Recent developments in human cell models in mental disorders "精神障碍人类细胞模型的最新进展"

Neuroscience Applied

Pub Date : 2024-01-01 DOI: 10.1016/j.nsa.2024.103939

Sarah Kittel-Schneider

引用次数: 0

Assessment of quality of life and wellbeing in mouse preclinical research – A scoping review 小鼠临床前研究中的生活质量和幸福感评估--范围综述

Neuroscience Applied

Pub Date : 2024-01-01 DOI: 10.1016/j.nsa.2024.104058

A. Sanz-Moreno , P. da Silva-Buttkus , C.B. Terwee , M. Raess , H. Fuchs , V. Gailus-Durner , M. Hrabě de Angelis

Mouse preclinical research is of great scientific interest to understand the mechanisms of human diseases and test potential therapeutic interventions. Researchers characterize biological and physiological traits, behaviors and disease symptoms using standardized phenotypic protocols in the context of in vivo mouse studies. However, the procedures applied do not always fully translate to reported outcomes in clinical trials. Quality of life (QoL) and wellbeing (WB) are particularly relevant outcomes in human medicine in general, and in neurology in particular, that are routinely measured by patient self-reports but rarely monitored in mouse research. In this novel scoping review, we have identified and described the instruments/tests and outcomes used to assess QoL and WB in recent mouse research (spanning 13 years). We found that WB was stated to be measured more frequently in murine studies (77 publications fulfilled our selection criteria) than QoL (only 13 articles). Instruments measuring WB were commonly used in neurology but less frequently in behavior and psychiatric research articles. Interestingly, we found a high variability of QoL and WB instruments/tests used as well as outcomes measured in the reviewed mouse studies. In addition, among similar parameters tested, we observed variable methodological procedures and mouse sample sizes. Thus, there is a lack of consensus on how to measure QoL and WB in the mouse research field. For ensuring a better translation from mouse to human, outcomes that are important in clinical trials (e.g., QoL and WB) should be measured in mouse studies. Finally, we would like to point out that a proper standardization of QoL and WB assessment protocols, for instance through a modified Delphi consultation survey, should be pursued by the mouse research community.

Review registration

The study was registered on the PROSPERO Database (registration number CRD42018103507)

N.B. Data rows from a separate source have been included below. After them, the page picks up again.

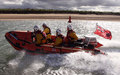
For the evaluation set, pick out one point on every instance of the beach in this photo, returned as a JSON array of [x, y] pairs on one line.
[[59, 16]]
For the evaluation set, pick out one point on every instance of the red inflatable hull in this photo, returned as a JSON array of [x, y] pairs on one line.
[[23, 40]]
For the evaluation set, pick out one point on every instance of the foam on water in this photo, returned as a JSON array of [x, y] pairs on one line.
[[74, 63]]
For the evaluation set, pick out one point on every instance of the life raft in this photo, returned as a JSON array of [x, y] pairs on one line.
[[23, 40]]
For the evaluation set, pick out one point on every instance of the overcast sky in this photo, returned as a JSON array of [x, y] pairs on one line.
[[94, 5]]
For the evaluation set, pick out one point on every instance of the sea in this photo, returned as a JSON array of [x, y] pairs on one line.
[[14, 62]]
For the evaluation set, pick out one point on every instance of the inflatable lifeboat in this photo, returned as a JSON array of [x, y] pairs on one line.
[[23, 40]]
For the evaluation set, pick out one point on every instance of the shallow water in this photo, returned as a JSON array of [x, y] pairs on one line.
[[13, 62]]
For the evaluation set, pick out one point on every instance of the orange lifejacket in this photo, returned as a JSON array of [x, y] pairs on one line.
[[59, 40]]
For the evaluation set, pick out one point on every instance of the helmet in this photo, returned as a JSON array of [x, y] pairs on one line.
[[44, 25], [58, 31], [69, 27], [36, 28]]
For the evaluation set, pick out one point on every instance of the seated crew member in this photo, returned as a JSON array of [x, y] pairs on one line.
[[47, 30], [71, 36], [39, 36], [59, 38]]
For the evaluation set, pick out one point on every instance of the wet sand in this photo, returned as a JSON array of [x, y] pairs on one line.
[[59, 16]]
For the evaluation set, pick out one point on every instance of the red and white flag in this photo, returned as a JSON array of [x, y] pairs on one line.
[[103, 32]]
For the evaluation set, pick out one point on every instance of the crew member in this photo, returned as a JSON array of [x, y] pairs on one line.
[[40, 38], [71, 36], [59, 38], [47, 30]]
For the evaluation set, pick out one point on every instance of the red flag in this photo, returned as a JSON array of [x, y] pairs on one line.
[[103, 32]]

小鼠临床前研究对了解人类疾病的机理和测试潜在的治疗干预措施具有重要的科学意义。研究人员在体内小鼠研究中使用标准化的表型方案来描述生物和生理特征、行为和疾病症状。然而，所采用的程序并不总是能完全转化为临床试验中报告的结果。生活质量（QoL）和幸福感（WB）是人类医学，尤其是神经病学中特别相关的结果，这些结果通常通过患者的自我报告来测量，但在小鼠研究中却很少受到监测。在这项新颖的范围界定综述中，我们确定并描述了近期小鼠研究中（跨越 13 年）用于评估 QoL 和 WB 的工具/测试和结果。我们发现，与 QoL（仅有 13 篇文章）相比，WB 在小鼠研究中的测量频率更高（有 77 篇文章符合我们的选择标准）。在神经学研究中，WB 测量工具的使用频率较高，但在行为学和精神病学研究文章中使用频率较低。有趣的是，我们发现在所审查的小鼠研究中，所使用的 QoL 和 WB 工具/测试以及所测量的结果具有很大的差异性。此外，在测试的类似参数中，我们还观察到不同的方法程序和小鼠样本量。因此，在小鼠研究领域如何测量 QoL 和 WB 还缺乏共识。为了确保更好地从小鼠转化到人类，应该在小鼠研究中测量临床试验中重要的结果（如 QoL 和 WB）。最后，我们想指出的是，小鼠研究界应努力实现 QoL 和 WB 评估方案的适当标准化，例如通过修改后的德尔菲咨询调查。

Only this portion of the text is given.